Es importante mencionarlo, para el inicio de los ochenta, Antonio comenzó a alejarse del arte comercial, figurativo, y se dedicó a crear imágenes abstractas (a esta producción le llamaba “arte puro”); volvió a experimentar, se acercó al cubismo; el trabajo que entonces vendía a las revistas era anguloso y menos colorido: algunos de sus mejores dibujos pertenecen a este periodo. Su preocupación por ser un artista serio tomó un lugar central en su vida. Parte de su proyecto para lograr su conversión completa consistía en publicar libros sobre su propia obra: a Antonio’s Girls le siguió Antonio’s Tales from the Thousand and One Nights (1985), un libro sobre Las mil y una noches. Lejos de las escenas envolventes que caracterizaron su obras más conocidas, estas imágenes ahora tienen grandes espacios en blanco; su paleta es más limitada; la pincelada más libre; la silueta, salvo la delimitación de algunos de sus trazos, es incomprensible. Es una desgracia que nunca haya concluido su proyecto de encontrar un lenguaje ajeno a las exigencias comerciales. Literalmente, no le dio la vida: Antonio López recibió su diagnóstico de VIH+ en 1984, y murió poco después, en 1987, a la edad de 44 años. En sus últimos años, tuvo que bajar el ritmo de sus exploraciones pues la mayoría de sus esfuerzos y recursos los destinó a la búsqueda de un tratamiento efectivo.[5]
Por supuesto, a los 40 nadie es un muchacho; pero, como artista, esa edad representa, en la mayoría de los casos, el periodo de consolidación en el que, después de explorar varios motivos, encuentran los temas por los que serán conocidos el resto de sus vidas: Judy Chicago hizo The Dinner Party, a los 40. Richard Serra, Tilted Arc a los 43. Marina Abramović, The Great Wall Walk, a los 42. Para hacer un arte significativo, memorable, se necesita tiempo. Materia que, en el caso de Antonio, fue escasa.
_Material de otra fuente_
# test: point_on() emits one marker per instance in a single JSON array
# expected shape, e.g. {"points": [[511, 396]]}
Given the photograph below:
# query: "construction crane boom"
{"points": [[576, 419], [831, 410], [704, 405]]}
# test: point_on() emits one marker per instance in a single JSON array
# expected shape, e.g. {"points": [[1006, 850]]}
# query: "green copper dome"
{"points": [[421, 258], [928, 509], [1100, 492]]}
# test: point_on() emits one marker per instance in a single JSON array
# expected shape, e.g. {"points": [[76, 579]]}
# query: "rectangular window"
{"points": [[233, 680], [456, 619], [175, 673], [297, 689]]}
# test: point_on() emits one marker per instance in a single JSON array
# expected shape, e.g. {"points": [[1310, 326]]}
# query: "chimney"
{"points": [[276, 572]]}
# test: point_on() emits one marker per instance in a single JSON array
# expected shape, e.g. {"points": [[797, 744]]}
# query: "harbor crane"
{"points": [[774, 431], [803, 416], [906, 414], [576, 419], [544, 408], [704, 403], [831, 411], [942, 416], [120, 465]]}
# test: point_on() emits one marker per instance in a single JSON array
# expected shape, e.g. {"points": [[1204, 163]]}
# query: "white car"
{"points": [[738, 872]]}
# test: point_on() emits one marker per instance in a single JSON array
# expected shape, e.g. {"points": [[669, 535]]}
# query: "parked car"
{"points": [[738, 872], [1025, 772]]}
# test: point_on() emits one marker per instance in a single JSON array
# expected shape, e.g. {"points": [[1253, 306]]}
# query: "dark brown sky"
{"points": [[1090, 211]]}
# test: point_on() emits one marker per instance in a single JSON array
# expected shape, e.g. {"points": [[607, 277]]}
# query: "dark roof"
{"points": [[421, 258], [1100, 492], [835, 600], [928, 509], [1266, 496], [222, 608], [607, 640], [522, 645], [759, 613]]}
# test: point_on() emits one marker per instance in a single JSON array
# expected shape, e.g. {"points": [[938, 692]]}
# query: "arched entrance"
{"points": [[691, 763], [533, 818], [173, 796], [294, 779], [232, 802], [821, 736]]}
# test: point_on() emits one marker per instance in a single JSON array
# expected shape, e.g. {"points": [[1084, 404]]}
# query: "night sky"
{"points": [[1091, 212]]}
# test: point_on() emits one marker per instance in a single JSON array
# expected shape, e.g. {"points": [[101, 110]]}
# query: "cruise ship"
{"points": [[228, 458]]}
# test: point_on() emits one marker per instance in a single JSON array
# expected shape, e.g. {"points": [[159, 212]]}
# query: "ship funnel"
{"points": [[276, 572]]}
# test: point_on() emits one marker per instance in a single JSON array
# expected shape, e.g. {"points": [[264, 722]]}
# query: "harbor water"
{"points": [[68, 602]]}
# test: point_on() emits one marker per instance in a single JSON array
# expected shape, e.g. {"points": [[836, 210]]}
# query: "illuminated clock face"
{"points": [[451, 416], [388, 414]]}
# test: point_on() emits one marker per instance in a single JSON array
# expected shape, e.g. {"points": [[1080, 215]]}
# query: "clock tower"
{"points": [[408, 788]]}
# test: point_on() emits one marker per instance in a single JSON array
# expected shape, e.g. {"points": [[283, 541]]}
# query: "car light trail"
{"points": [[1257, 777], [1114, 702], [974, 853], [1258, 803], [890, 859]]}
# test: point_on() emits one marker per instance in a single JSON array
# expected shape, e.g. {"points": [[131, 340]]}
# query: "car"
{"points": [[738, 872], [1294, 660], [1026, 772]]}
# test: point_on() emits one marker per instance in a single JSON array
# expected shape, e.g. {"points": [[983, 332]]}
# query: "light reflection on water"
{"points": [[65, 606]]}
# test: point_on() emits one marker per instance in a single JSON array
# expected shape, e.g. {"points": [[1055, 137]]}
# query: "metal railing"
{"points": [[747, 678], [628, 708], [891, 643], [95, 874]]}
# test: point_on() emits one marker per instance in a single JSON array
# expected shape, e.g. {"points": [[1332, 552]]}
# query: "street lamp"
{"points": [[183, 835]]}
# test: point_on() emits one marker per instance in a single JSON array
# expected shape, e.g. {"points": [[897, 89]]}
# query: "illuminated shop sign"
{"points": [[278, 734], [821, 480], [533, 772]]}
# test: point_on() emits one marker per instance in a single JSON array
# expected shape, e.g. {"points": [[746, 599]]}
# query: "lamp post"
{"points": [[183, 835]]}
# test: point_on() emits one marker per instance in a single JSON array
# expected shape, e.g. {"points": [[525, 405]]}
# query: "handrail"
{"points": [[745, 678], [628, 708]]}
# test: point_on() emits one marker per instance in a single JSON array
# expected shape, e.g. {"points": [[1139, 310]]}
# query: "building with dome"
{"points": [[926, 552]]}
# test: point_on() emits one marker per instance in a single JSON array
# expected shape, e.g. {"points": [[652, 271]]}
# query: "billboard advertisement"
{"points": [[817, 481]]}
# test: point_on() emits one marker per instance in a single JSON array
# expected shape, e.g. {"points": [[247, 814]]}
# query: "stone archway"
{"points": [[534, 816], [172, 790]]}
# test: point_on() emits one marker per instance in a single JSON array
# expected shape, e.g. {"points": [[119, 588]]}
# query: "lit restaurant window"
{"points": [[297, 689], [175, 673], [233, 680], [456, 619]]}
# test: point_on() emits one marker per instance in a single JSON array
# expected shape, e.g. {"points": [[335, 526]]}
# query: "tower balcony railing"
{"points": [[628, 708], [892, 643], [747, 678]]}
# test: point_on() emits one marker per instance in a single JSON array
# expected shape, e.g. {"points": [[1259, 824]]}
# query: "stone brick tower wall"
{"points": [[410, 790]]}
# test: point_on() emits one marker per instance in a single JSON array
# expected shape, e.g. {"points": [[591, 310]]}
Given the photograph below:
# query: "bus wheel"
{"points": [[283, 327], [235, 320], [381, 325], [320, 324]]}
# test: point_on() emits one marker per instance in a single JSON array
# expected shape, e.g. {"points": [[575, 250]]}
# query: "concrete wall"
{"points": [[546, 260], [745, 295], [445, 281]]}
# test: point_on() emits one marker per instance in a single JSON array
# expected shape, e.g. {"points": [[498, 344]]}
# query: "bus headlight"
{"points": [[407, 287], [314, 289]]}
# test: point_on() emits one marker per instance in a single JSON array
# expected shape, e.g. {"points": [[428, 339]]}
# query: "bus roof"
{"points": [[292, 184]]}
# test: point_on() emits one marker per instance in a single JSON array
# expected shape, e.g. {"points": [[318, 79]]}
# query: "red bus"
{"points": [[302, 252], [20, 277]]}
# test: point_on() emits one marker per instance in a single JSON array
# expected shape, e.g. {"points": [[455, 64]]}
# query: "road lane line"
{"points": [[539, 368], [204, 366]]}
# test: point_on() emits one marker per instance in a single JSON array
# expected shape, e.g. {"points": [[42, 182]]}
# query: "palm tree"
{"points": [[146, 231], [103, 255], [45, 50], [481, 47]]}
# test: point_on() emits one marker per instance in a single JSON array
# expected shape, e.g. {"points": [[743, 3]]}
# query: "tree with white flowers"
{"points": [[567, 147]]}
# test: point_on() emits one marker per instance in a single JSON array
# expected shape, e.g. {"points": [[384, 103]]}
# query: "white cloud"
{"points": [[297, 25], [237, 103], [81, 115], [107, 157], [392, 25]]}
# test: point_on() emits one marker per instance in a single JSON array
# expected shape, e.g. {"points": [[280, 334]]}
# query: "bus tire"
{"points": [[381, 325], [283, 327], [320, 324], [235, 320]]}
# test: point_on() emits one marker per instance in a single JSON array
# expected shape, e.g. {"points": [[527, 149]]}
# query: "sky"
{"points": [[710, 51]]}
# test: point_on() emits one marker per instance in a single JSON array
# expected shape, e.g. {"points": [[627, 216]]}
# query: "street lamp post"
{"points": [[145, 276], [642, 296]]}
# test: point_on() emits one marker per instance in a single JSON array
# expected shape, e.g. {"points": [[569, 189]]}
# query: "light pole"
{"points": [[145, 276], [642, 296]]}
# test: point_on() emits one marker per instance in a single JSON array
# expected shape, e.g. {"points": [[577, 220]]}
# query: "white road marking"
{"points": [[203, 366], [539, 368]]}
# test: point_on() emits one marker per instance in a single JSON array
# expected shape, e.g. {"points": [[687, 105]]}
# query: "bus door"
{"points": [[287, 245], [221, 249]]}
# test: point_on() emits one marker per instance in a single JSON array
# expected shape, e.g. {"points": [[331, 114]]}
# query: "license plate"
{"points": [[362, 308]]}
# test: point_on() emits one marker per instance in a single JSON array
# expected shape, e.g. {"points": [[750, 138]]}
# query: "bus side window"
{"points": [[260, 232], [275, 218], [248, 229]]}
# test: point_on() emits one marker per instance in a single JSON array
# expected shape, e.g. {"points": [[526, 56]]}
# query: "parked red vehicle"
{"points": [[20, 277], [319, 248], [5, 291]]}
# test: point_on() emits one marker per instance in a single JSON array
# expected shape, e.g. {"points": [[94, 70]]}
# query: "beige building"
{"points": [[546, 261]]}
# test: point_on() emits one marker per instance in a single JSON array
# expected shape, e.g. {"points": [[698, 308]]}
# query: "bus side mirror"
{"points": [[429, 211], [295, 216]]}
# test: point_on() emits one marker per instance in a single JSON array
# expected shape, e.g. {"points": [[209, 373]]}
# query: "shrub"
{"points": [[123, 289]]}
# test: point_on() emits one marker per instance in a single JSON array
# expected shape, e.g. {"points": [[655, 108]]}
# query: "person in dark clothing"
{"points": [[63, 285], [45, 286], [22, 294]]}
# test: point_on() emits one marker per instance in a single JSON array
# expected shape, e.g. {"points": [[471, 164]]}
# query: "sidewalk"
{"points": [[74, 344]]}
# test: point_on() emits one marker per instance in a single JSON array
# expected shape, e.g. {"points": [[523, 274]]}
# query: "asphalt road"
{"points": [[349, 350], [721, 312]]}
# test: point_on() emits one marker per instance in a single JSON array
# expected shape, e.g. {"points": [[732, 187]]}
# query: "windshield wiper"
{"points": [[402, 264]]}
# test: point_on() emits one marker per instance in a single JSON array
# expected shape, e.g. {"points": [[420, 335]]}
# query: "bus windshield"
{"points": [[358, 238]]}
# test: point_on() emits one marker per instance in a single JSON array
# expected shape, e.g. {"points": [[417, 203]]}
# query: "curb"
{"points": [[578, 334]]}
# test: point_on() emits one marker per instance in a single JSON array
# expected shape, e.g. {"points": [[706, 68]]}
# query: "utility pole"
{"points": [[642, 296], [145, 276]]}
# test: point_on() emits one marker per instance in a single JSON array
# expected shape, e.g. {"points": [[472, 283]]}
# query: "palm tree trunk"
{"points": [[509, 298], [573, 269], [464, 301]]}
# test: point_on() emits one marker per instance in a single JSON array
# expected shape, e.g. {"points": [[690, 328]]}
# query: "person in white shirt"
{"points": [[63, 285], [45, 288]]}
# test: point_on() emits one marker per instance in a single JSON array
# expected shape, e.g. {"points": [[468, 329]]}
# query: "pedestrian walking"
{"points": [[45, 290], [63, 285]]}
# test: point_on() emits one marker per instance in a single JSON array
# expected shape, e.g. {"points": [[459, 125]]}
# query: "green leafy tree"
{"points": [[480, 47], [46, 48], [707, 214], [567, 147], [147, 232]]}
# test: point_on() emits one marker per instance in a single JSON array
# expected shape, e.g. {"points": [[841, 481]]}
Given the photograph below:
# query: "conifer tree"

Quiero retomar la cita de Warhol, que no se exhibe completa en la muestra. Antes del extracto reproducido dice: “Creo que su técnica y sus dibujos son maravillosos. Sobre todo, tiene un ojo periodístico”. Esto cobra sentido cuando se considera que el título original de la exposición era Antonio López Visionary Writing [Escritura Visionaria]. El título mexicano “Moda indomable” es mucho más atractivo —por lo obvio— para el público general, pero denota un fenómeno curioso: en vida y muerto, hubo que ceder ante la necesidad de alcanzar una audiencia más amplia.
La exhibición se ha promocionado con grandiosidad y esmero: en la pancarta que la anuncia en la fachada del museo, se especifica notoriamente que esta es una colaboración con diChroma Photography, una empresa de gestión cultural que produce exposiciones de fotografía junto a sus respectivos catálogos, y opera llevando sus exposiciones “pre armadas” a distintos museos alrededor del mundo. La curaduría suele correr a cargo de su directora, Anne Morin, quien es especialista en fotografía. La primera vez que colaboraron con el Museo Franz Mayer fue el año pasado, cuando trajeron la exposición Vivian Maier, Rev(b)elada. Me parece importante señalar este aspecto, ya que estamos en frente de una muestra profesional, amena, fotogénica, abiertamente comercial que, siguiendo el ethos de los negocios, sacrificó muchos de sus distintivos e incorporó algunas modificaciones para priorizar la experiencia del visitante; un rasgo que distingue al empresario del intelectual.
Por ejemplo, en el planteamiento original de la muestra, Morin afirmaba que la obra de Antonio constituía una “escritura visionaria” porque es el resultado de un lenguaje propio, nuevo, que surgió de la subversión de las especificidades de otros lenguajes artísticos: “Cuando dibuja, en realidad, habla de fotografía; cuando toma fotografías, en realidad habla de cine; cuando graba en Súper 8, en realidad habla de teatro”.[6] Pienso que, de conservar este matiz, el recorrido habría tenido una dirección más clara.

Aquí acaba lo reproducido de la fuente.